Muy grande, Ricardo Piglia.






jueves, 7 de septiembre de 2017

Fahrenheit 451, de Ray Bradbury



Hoy cumple un año El fuego de Montag.
El blog comenzó su andadura con una entrada en la que se mencionaba el capítulo del Quijote en el que el cura y el barbero, tras la primera salida de Don Quijote, hacían una purga de su biblioteca para que restableciera la cordura. La lectura de esos libros de caballería le habían hecho perder el juicio, de manera que la sobrina y el ama se encargaron de que la mayoría de su biblioteca acabara en la hoguera. No obstante, el cura y el barbero, como buenos aficionados a la literatura, salvaron de la quema algunos títulos, como Amadís de Gaula, Tirante el Blanco de Joanot Martorell (para el cura era el mejor libro del mundo), o La Galatea del propio Miguel de Cervantes.
Ni que decir tiene que de poco sirvió la bibliofogata, pues poco después ya estaba de nuevo el Caballero de la Triste Figura, adarga al brazo, cabalgando sobre el costillar de Rocinante.

Se hablaba —si se me permite el verbo— en esa primera entrada del blog, también de Pepe Carvalho y de la fea costumbre que tenía de encender la chimenea de su casa con un libro,  porque durante 40 años leyó libros y, decía, apenas le enseñaron a vivir. La primera novela convertida en ceniza por la mano de Pepe Carvalho fue Don Quijote de la Mancha (en realidad fue el segundo libro que quemó, pues el primero había  sido un ensayo de Pedro Laín Entralgo titulado España como problema).

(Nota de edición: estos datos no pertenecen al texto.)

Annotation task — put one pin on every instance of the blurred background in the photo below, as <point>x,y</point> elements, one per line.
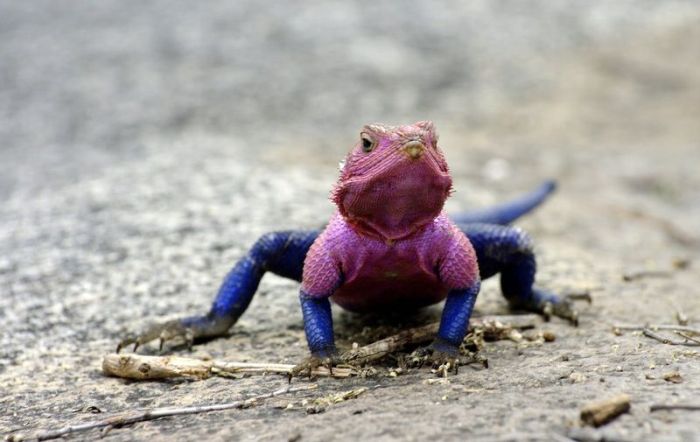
<point>87,86</point>
<point>145,145</point>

Estos pirómanos cervantinos y montalbanianos me llevaron directamente a pensar en Fahrenheit 451, la novela de Ray Bradbury protagonizada por un pirómano arrepentido llamado Guy Montag.
La novela, publicada en 1953, es una de las distopías más famosas de la literatura junto a Un mundo feliz de Aldoux Huxley y 1984 de George Orwell
Tendría quince años cuando la leí y su lectura incrementó mi creencia en que los libros eran sagrados, con independencia de autor y contenido (hoy no lo tengo tan claro), en que cualquier libro había de ser rescatado del abandono o de la quema. Montag se convirtió en uno de mis personajes favoritos. De ahí el nombre de este blog.

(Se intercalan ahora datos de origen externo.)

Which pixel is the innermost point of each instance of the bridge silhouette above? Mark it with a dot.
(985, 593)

Montag es un pirómano profesional, un bombero que trabaja para el Estado, y que en vez de apagar fuegos los provoca. Pero no quema cualquier cosa. Su trabajo consiste en buscar y encontrar los libros ocultos y quemarlos porque los libros están prohibidos. Fahrenheit 451 es la inscripción que lucen orgullosamente los bomberos  en su casco, pues es la temperatura a la que arde el papel, al menos eso afirma Ray Bradbury en la novela. Montag hace su trabajo sin preguntarse si está bien o no. Es su deber. Hasta que un día, movido por la curiosidad y por un encuentro con una joven, comienza a dudar.
Tras esta epifanía, Montag se convierte en un peligroso y subversivo antisocial que busca a los clandestinos amantes de los libros para unirse a su causa. Faber, un viejo profesor, le dice: “Los libros están para recordarnos lo tontos y estúpidos que somos. Son la guardia pretoriana de César, susurrando mientras tiene lugar el desfile por la avenida: «Recuerda, César, que eres mortal»”.

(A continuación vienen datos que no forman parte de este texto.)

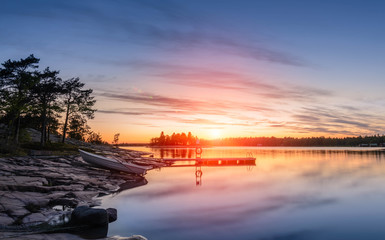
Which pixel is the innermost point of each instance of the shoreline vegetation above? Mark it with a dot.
(183, 140)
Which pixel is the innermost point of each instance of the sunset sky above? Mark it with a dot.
(216, 68)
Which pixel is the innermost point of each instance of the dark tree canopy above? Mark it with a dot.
(33, 98)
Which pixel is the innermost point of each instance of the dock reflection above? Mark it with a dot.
(199, 163)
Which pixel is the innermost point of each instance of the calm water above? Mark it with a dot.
(291, 193)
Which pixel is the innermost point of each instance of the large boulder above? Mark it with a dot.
(86, 216)
(112, 214)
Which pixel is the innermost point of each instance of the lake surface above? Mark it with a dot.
(290, 193)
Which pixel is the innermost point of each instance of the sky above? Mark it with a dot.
(216, 68)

En 1966, Francois Truffaut llevó la novela de Bradbury a la gran pantalla e hizo una de las mejores adaptaciones de la historia del cine. El primer libro que aparece (tan sólo durante una décima de segundo) en la película antes de ser pasto de las llamas se titula Don Quijote de la Mancha. Seguro que Pepe Carvalho, que era un tipo culto, fue al cine a verla.